As we talk, Sidi Sangare, the young community doctor monitors the children’s weight and measures the circumference of their left upper arms.
Some are worryingly quiet and clearly ill, others playful.
“We’ve given Mody milk, antibiotics, vitamins and worming tablets,” explains Dr Sangare. “And of course, Plumpynut.”
Plumpynut is the sachets of concentrated vitamins and sugars normally only given out during civil wars and disaster relief.
But Mody is not the victim of a war or an act of God. His misery is caused by something much more easily preventable – the climate change in which we all play a part.
Like millions of children around the world, he is hungry because the climate has turned. The carbon dioxide that developed countries belch out has made the sun that scorches his emaciated limbs hotter, and dried out the land so that there isn’t enough for him to eat.
Over the last 10 years the annual rains in Mali, like the rest of sub-Saharan Africa, have become less and less reliable.
Land that could once yield crops now lies barren. Without rain, nothing will grow. Cereals wither in the fields, and livestock cannot survive.
Hunger leaves children more open to diseases, like TB and malaria, so Ada’s story is far from rare.
But despite warnings by climate scientists, the developed nations have been slow to act.
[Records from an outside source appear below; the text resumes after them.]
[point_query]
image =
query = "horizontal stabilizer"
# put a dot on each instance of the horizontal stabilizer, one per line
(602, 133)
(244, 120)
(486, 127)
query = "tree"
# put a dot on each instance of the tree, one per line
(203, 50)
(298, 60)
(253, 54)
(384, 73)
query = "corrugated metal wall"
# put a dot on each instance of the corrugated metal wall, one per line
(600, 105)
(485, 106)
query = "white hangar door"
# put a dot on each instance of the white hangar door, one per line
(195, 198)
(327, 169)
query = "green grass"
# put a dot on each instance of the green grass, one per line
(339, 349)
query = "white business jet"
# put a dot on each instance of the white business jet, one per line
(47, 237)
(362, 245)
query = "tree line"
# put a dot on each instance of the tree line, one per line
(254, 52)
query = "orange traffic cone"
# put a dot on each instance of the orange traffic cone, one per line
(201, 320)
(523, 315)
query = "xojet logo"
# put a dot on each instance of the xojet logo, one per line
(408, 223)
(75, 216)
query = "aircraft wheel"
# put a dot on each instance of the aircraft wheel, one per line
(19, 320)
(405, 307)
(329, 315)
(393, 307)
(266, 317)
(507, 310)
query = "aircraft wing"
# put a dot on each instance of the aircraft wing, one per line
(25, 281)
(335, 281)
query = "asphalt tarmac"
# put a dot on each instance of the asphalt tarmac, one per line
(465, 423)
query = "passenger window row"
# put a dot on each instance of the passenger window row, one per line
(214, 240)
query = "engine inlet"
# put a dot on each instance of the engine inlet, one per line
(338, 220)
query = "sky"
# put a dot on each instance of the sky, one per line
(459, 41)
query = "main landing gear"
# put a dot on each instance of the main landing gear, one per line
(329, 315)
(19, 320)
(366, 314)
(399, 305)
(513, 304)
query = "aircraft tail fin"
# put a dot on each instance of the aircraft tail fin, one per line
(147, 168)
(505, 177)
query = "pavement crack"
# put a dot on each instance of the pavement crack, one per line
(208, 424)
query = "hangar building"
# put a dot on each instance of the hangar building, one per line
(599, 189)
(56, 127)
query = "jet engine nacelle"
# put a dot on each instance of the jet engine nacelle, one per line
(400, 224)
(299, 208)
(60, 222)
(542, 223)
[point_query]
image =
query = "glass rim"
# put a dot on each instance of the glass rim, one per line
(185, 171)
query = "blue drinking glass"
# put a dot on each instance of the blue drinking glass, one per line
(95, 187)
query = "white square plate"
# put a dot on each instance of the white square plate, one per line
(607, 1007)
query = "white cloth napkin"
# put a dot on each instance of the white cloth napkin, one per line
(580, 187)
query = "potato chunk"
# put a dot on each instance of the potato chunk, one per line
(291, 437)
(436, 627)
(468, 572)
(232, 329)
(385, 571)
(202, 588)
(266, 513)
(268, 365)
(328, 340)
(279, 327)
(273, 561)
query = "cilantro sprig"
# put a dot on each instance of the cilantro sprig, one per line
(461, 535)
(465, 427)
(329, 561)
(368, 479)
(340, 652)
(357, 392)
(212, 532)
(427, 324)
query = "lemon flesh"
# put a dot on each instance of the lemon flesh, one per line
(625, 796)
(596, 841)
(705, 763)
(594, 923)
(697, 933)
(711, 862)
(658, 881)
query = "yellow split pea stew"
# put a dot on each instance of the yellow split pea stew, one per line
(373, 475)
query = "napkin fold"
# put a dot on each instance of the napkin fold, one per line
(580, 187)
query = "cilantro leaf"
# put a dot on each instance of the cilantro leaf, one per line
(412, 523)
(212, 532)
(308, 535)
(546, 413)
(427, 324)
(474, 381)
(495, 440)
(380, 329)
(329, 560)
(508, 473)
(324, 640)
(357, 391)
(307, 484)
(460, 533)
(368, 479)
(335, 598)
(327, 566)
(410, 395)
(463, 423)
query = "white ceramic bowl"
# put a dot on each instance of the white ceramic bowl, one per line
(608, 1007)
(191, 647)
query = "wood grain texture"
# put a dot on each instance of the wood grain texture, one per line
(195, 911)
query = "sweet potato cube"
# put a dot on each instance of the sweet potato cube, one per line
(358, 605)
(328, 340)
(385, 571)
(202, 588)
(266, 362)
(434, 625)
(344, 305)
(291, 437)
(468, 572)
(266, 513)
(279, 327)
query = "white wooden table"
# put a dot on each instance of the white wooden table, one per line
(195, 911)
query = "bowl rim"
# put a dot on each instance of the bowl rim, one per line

Next month, the world’s most important environment ministers and officials will meet in Copenhagen for the UN climate conference to thrash out a successor to the Kyoto protocol.
Meanwhile, in Mali, the Sahara desert creeps ever closer, gobbling up what was once fertile farmland. In an area where daytime temperatures top 40c (104F), life was already perched on a knife edge.
Now it looks sure to topple unless some kind of environmental rescue plan is brokered.
This hospital is being helped by a humanitarian project run by charity Actions de Promotion Humaine, in partnership with Christian Aid. Thanks to them there is some hope in an otherwise bleak situation.
In the next ward, I meet Amadou Dolo. She comes from Yawakanda, a small village way up on the Dogon plateau, one of the areas worst affected by drought.
She proudly shows me her two tiny children – a girl, born two days ago, and her frail two-year old son, Adama.
Amadou rushed Adama to Dr Sangare on the back of a borrowed motorbike last month, fearing he had malaria. Again, she was due to give birth any day, but somehow found the strength to bring him to the people who could save his young life.